Tuesday 4 February 2020

The Urban Rajah


The Urban Rajah is a food writer, cook and traveler. His cookbook, Urban Rajah’s Curry Memoirs commissioned by Headline Publishing is out now and tells the story of his love affair with curry through over 80 familial recipes. A practical, easy to follow and inspirational cookbook, it expresses his family’s food story through the eyes of the men in his family and was nominated for the World Food Awards Cook Book of the year.
Humorous, engaging, vivid, brave, delicate and abundant it’s through their stories he provides access to family recipes which have been passed down through 3 generations and crossed 3 continents. They’ve survived and thrived in an era of immigration.

Recent Credits:

His celebrated blog www.urbanrajah.com is dedicated to spiced recipes and stories about food, travel, life and style finds.

He runs the elusive and highly acclaimed supper club, Cash n Curry, a social enterprise dedicated to raising funds for projects helping India’s street children and helping to liberate trafficked children and those in bonded labour. His pop up restaurant, The Great Indian Food Feast is an immersive dining experience. Spinning diners across the Indian sub-continent featuring regional sub-continental food, story-telling and live food demos...all in one evening.

@urbanrajah


Q: Where did your love of Indian subcontinent food come from? (& where did you learn your cooking skills?)
A: Well, growing up in Slough, the air in our street at tea-time was scented with fragrant Indian food…I grew up eating Indian food at home, tucking into my Mum’s chapattis and Dad’s meaty curries.
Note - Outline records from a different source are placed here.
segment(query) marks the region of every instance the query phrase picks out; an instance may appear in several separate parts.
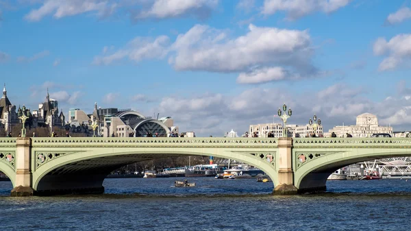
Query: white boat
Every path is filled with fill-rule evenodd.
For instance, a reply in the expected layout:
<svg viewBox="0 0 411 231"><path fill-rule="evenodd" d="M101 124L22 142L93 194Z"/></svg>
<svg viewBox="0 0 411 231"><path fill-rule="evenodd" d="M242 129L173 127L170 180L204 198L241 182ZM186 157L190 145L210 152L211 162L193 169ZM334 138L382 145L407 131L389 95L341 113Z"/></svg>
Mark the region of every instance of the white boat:
<svg viewBox="0 0 411 231"><path fill-rule="evenodd" d="M264 174L264 171L257 168L250 167L247 165L239 165L238 166L233 167L229 169L224 170L223 177L225 178L229 178L230 175L234 177L242 178L249 178L256 176L258 174Z"/></svg>
<svg viewBox="0 0 411 231"><path fill-rule="evenodd" d="M327 178L327 180L347 180L347 174L341 170L338 169L331 173Z"/></svg>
So I learnt my trade at a young age, which is where the recipes for my book, Urban Rajah’s Curry Memoirs come from.

Q: Do you have  a  speciality  or  favourite dish?   
A: Ah…I see what you’re doing here, naming a favourite dish always involves a family member’s recipe and I’d be sure to start a family feud if favoured one over the other. However, when it comes to a speciality I developed what I believe to be one of the UK’s most spiced dishes for my pop-up restaurant The Great Indian Food Feast. It’s a recipe called Lucknowi Lamb reflecting the siege of Lucknow…it’s besieged by over 24 spices and is slow cooked for crumbly tenderness.

Q: What 3 things should a great Indian restaurant have?
A:
i)             No more than 30 or so seasonal dishes on the menu, it’s all about quality and not quantity.
ii)            An atmosphere which rocks, it’s as much about what you taste as what you experience when you walk through the doors.
iii)          An inventive drinks menu, skip the beer for once and try a cocktail or a more balanced crisper taste. There’s also some great ciders which have been blended specifically for spiced food.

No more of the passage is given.